Emotional Intelligence and Job Performance of High School Female Teachers

Humaira Latif, Muhammad Iqbal Majoka, Muhammad Ilyas Khan


Emotional intelligence (EI) has become a well-known concept in the field of work psychology. There has been an increasing realization that, beside other skills and attributes, EI is an important predictor of potential job performance. This present study aimed to explore EI as predictor of job performance among high school female teachers. The impact of work related attitudes, job satisfaction, turnover intention, and organizational commitment was also located on the relationship of EI and job performance. Female teachers (210), who had been teaching grade 10 students for 2-10 years in 35 randomly selected government high schools comprised the sample. Emotional Intelligence Test (Schutte et al., 1998), Job Satisfaction Scale (Warr, Cook, and Wall, 1979), Organizational Commitment Questionnaire (Mowday, Steers, and Porter, 1979), and Continuance Commitment Subscale (Allen and Meyer, 1990) were used to measure the study variables. Marks of students and self-evaluation forms were employed to measure the job performance of the teachers.

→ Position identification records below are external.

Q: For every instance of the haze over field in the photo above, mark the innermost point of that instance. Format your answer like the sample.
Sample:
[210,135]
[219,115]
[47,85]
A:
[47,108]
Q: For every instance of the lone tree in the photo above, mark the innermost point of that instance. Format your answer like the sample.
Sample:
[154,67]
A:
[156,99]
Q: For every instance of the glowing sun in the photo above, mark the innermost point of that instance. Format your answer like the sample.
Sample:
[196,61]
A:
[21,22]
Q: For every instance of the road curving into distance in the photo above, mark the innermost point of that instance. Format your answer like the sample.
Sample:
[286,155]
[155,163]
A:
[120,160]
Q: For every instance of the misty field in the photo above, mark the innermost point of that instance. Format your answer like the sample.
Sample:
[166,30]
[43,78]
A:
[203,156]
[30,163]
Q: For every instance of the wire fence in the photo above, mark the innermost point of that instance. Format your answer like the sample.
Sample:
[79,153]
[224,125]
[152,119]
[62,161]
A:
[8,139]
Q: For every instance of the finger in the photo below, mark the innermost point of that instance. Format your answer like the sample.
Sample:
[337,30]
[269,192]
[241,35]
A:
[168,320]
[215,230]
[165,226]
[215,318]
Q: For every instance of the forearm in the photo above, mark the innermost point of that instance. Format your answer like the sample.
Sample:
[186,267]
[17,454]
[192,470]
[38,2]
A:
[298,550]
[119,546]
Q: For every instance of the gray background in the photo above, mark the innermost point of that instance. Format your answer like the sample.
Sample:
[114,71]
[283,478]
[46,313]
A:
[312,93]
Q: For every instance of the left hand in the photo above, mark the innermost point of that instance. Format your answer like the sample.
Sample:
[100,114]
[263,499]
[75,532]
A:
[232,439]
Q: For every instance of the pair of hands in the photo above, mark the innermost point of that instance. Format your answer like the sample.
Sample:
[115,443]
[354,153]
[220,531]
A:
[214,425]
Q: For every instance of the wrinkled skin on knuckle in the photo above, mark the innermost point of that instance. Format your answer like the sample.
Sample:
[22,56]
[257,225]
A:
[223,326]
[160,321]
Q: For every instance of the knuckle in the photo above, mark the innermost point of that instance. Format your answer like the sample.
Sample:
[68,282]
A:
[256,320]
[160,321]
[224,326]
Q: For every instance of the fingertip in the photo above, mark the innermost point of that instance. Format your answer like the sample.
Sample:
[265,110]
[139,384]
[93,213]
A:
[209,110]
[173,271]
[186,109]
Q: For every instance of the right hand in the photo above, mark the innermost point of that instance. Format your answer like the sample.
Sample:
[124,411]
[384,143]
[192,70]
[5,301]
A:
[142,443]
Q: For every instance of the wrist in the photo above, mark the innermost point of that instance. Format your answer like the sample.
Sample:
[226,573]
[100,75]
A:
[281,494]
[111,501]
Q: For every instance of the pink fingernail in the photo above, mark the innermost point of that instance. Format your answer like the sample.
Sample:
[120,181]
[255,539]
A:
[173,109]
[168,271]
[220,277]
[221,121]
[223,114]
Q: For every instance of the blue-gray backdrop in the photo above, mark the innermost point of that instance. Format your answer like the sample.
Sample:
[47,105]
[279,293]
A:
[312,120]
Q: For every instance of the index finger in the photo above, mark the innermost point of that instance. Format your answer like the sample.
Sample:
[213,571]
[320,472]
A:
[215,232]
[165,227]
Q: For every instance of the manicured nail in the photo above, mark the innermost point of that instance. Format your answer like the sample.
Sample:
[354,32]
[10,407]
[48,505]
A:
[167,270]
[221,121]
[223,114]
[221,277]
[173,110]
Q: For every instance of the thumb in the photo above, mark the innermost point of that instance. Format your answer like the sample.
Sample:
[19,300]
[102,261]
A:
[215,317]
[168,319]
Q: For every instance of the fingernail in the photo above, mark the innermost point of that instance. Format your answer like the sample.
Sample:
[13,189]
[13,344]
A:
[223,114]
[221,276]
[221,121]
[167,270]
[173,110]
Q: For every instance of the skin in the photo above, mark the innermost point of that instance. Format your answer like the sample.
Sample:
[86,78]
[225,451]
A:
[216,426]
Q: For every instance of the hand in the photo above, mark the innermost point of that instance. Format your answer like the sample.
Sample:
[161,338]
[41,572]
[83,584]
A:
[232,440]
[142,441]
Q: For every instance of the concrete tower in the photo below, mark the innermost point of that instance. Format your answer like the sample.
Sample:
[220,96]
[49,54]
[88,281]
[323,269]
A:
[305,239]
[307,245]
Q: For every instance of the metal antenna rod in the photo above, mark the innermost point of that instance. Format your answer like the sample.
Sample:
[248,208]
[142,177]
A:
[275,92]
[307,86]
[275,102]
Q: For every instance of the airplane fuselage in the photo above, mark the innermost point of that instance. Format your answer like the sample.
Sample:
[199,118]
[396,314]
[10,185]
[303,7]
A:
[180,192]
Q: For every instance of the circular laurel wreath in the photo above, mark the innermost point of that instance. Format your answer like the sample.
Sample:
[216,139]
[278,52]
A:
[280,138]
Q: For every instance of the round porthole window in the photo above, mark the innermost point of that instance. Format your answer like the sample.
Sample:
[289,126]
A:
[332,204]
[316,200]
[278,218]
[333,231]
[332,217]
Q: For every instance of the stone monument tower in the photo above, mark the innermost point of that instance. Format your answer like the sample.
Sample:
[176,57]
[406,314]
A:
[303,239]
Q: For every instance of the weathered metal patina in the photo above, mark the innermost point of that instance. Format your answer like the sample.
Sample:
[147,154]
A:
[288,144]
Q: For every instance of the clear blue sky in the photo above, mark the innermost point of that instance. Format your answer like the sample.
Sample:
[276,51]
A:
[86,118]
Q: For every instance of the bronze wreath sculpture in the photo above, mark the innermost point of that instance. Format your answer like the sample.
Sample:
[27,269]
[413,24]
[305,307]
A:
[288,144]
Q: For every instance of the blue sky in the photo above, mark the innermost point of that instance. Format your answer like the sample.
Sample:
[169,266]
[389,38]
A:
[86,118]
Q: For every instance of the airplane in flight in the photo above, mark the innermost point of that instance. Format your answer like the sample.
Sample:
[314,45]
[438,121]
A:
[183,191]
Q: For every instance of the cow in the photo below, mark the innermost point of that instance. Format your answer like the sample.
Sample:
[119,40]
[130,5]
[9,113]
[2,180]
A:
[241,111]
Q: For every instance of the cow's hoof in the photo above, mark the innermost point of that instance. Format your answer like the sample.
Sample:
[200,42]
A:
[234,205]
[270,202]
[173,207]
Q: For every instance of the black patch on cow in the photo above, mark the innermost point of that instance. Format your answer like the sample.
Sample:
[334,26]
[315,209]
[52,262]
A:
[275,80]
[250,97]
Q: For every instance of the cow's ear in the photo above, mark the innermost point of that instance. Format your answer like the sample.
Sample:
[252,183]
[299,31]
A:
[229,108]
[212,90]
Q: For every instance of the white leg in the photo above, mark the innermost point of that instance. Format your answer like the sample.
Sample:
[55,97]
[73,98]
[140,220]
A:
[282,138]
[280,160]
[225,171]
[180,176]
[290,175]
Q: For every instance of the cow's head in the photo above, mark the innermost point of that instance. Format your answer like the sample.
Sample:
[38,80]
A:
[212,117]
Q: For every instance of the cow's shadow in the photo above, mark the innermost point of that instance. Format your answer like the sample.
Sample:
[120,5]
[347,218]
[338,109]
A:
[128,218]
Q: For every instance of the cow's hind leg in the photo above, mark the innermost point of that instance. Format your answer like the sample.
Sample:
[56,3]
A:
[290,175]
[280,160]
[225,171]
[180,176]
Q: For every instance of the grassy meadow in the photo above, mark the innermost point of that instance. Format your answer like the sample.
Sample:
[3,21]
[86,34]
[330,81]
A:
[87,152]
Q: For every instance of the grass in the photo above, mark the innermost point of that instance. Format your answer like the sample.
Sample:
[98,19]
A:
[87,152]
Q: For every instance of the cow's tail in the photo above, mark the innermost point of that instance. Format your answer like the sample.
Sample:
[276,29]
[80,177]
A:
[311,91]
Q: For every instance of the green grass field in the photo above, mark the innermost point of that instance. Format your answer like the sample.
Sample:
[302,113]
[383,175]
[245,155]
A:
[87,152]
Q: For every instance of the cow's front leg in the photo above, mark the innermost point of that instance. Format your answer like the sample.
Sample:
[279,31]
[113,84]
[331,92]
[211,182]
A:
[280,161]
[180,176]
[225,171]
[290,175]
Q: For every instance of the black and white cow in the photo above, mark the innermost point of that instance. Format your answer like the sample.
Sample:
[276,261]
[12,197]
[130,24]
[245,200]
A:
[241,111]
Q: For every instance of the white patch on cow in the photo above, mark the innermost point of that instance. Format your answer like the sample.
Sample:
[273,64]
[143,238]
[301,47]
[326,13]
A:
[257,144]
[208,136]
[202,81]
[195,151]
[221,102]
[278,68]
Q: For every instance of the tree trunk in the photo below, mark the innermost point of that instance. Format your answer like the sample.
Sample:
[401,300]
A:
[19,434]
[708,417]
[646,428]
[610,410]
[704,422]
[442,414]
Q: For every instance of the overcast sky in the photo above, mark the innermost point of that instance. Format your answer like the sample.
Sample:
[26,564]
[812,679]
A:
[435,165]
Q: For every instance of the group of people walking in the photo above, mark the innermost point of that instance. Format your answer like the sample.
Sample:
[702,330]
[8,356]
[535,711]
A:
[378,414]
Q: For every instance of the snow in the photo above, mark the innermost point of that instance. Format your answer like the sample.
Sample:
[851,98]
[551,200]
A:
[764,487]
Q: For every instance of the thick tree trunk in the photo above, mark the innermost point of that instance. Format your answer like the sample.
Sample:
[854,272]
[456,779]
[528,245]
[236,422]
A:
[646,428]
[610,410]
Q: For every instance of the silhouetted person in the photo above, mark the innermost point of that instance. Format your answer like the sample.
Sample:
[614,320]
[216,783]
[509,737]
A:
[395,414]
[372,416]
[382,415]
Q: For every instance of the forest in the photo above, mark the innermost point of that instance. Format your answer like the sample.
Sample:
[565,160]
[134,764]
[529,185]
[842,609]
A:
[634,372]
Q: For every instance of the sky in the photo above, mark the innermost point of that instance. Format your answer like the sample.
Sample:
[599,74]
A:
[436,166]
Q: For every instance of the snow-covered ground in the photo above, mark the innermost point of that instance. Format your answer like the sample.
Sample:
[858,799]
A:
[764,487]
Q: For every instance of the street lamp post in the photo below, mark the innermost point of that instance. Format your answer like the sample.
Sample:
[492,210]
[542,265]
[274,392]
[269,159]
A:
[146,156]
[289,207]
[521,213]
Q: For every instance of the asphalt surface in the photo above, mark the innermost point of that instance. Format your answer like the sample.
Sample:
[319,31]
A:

A theoretical model was developed, positing EI predicting job performance via job attitudes; that is job satisfaction, organizational commitment, and turnover intentions. EI came out as a poor job performance predictor as was indicated by path analysis and regression analysis. However, teachers with high EI indicated more job satisfaction than teachers with low EI; and their students secured better grades. This has important implications for educational authorities, school administrators, and teachers in terms of teacher recruitment, training, performance and professional development.